Though she has not been as visible in her post-Laugh-In career as co-stars Goldie Hawn and Lily Tomlin, Buzzi has been busy with children's programming.
"Agents don't like it, because there's not enough money in it for them, but I always like to do children's shows because to me it's like money in the bank for the future," she said. "The children grow up very, very quickly, and before you know it, you have fans who are adults. I'm not afraid to act like a nut for kids. I love to make them laugh."

She also has provided voices for Linus the Lion-Hearted, The Beren-stain Bears, Pound Puppies, Paw-Paws and The Nitwits (with Laugh-In's Artie Johnson), and appeared in nine movies.
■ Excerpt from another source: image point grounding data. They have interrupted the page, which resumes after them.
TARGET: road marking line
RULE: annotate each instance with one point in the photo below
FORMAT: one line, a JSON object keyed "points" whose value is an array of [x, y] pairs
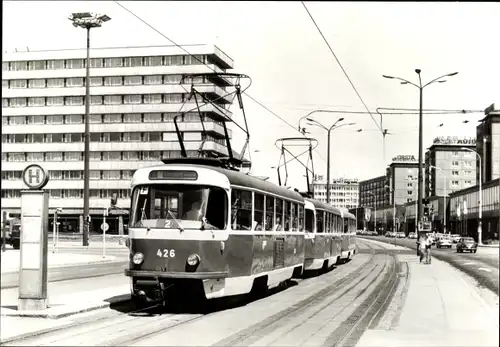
{"points": [[484, 269]]}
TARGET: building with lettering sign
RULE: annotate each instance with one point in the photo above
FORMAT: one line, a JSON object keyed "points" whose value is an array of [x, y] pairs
{"points": [[344, 192], [458, 166], [402, 175], [135, 94], [488, 143]]}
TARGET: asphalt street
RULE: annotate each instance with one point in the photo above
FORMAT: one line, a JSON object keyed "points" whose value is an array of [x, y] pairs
{"points": [[483, 266], [332, 309]]}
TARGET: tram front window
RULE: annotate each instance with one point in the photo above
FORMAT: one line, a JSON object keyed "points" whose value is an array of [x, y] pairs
{"points": [[179, 206]]}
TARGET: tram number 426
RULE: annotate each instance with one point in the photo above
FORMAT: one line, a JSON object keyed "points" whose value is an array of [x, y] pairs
{"points": [[165, 253]]}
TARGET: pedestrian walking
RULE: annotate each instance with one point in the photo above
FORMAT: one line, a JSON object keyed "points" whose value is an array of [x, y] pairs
{"points": [[421, 247], [428, 245]]}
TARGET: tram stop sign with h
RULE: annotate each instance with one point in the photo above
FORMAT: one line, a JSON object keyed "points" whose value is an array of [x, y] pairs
{"points": [[35, 177]]}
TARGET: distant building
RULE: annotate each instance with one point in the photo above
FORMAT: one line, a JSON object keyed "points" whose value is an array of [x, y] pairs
{"points": [[344, 192], [488, 144], [458, 166], [373, 194], [135, 94]]}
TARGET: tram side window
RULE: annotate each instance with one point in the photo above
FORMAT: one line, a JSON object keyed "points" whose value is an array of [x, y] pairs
{"points": [[269, 213], [293, 216], [279, 215], [319, 221], [309, 221], [328, 226], [286, 215], [258, 215], [241, 210], [301, 218]]}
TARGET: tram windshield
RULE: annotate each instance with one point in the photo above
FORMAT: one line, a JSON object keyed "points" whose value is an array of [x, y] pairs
{"points": [[179, 207]]}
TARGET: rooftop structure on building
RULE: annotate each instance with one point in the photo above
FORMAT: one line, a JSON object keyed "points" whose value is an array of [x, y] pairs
{"points": [[344, 192], [488, 143], [455, 163], [135, 94]]}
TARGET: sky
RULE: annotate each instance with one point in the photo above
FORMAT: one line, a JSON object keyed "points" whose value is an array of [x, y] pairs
{"points": [[293, 72]]}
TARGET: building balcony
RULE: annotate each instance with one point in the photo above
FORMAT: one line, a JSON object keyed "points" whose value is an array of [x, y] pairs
{"points": [[111, 71], [106, 109], [210, 127], [117, 90], [111, 146]]}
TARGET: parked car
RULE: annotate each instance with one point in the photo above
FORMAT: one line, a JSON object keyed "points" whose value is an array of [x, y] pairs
{"points": [[443, 241], [466, 244]]}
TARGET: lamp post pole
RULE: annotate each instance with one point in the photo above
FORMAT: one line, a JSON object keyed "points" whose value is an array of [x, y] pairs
{"points": [[87, 21], [444, 197], [480, 195], [420, 134], [375, 207]]}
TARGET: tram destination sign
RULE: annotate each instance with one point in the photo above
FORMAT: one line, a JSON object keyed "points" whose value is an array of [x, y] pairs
{"points": [[454, 140]]}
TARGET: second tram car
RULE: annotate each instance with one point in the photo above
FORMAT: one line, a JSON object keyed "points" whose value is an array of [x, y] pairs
{"points": [[211, 230]]}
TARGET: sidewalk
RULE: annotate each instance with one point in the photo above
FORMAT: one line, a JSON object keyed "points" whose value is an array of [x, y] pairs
{"points": [[440, 306], [10, 260], [66, 299]]}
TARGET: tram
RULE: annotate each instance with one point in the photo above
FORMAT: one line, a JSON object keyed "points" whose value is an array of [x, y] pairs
{"points": [[197, 227], [324, 229]]}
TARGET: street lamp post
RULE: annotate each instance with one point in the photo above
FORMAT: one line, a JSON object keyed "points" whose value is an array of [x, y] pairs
{"points": [[444, 197], [375, 207], [420, 133], [87, 21], [480, 194], [329, 130]]}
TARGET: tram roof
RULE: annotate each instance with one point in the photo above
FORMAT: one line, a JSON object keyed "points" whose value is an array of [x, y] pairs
{"points": [[240, 179], [323, 206]]}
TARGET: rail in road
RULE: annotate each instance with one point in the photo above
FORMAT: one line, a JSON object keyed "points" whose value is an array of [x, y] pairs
{"points": [[56, 274], [331, 309], [483, 269]]}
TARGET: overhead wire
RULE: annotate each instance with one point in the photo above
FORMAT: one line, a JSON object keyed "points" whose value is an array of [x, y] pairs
{"points": [[340, 64], [202, 62]]}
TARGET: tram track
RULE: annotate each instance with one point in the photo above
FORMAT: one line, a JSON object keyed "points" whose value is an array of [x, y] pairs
{"points": [[139, 326]]}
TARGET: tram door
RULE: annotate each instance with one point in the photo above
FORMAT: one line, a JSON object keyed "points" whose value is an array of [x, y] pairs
{"points": [[279, 252]]}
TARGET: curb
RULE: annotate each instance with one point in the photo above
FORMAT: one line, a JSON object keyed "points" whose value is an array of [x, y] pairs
{"points": [[46, 315], [62, 266]]}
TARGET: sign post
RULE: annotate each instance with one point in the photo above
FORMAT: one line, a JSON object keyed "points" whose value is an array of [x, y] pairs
{"points": [[34, 240], [104, 228]]}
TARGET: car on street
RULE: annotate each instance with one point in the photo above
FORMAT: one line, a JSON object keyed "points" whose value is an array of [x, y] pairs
{"points": [[466, 244], [443, 241]]}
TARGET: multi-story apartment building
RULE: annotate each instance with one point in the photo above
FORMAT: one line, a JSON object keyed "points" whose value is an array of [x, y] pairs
{"points": [[458, 166], [372, 193], [135, 94], [488, 144], [344, 192]]}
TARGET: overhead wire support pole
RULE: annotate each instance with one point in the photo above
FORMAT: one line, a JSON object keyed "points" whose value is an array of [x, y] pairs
{"points": [[87, 21], [420, 135]]}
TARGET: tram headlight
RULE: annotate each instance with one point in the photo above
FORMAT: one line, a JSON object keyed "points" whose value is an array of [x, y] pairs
{"points": [[193, 259], [138, 258]]}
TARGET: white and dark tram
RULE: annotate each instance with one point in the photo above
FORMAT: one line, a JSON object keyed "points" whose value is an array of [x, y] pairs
{"points": [[199, 228]]}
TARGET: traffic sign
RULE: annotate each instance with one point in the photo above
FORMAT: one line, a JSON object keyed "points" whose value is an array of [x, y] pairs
{"points": [[35, 177]]}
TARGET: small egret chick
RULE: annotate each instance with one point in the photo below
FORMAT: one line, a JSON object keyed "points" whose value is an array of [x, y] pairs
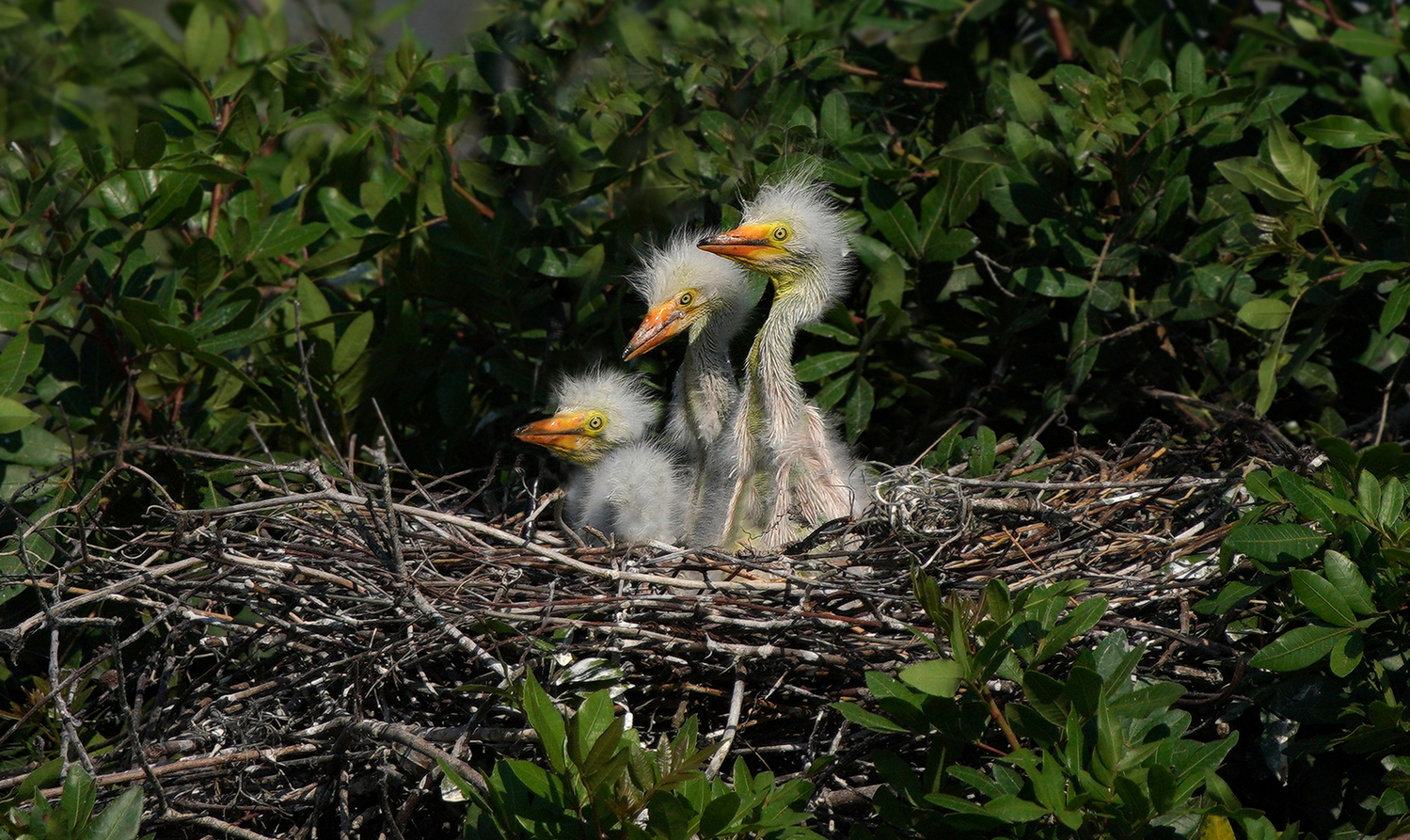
{"points": [[629, 486], [689, 291], [780, 464]]}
She has won four Emmy nominations along the way.
To teenagers, Buzzi is known as the mother of Screech in NBC's Saved by the Bell. Her picture sits in his dormitory room on the new Saved by the Bell: The College Years.
Buzzi obviously likes the work, though the current Sesame Street role almost didn't come about. "They tried to get me [for a guest spot] about 10 years ago, but my agent at the time said I wasn't interested." Not true, she said.
Luckily, Sesame Street writer Judy Freudberg suggested that they try to get Buzzi for the show's new cast located "around the corner" from Sesame's main street.
"Not only are they giving me a chance to be crazy funny for the kids ... they're also allowing me to do things every now and then that are delicate, and I can show a sweet, easy side of myself," Buzzi said. "I love it when I have a reason to have to put my hand on a little Muppet and feel sorry for it or try to make it understand a point."
That's not to say there is no Gladys Ormphby zaniness. Last month, in acting out a fairy tale about a grouchy princess, Buzzi even incorporated some of Gladys' apparel.
"They asked me if I would be willing to do [Gladys] a couple times on the show. I said absolutely. The original dress is put away, but ... I'm wearing the original shoes and the original sweater, which is getting really, beat up.
"The designers of this show ... are looking to see if they can find me another sweater like the Gladys sweater. What I got originally was a boy's sweater ... but for some reason or another they're just not making brown cardigans for boys anymore. I can kind of see why, can’t you? Who would want to wear one?"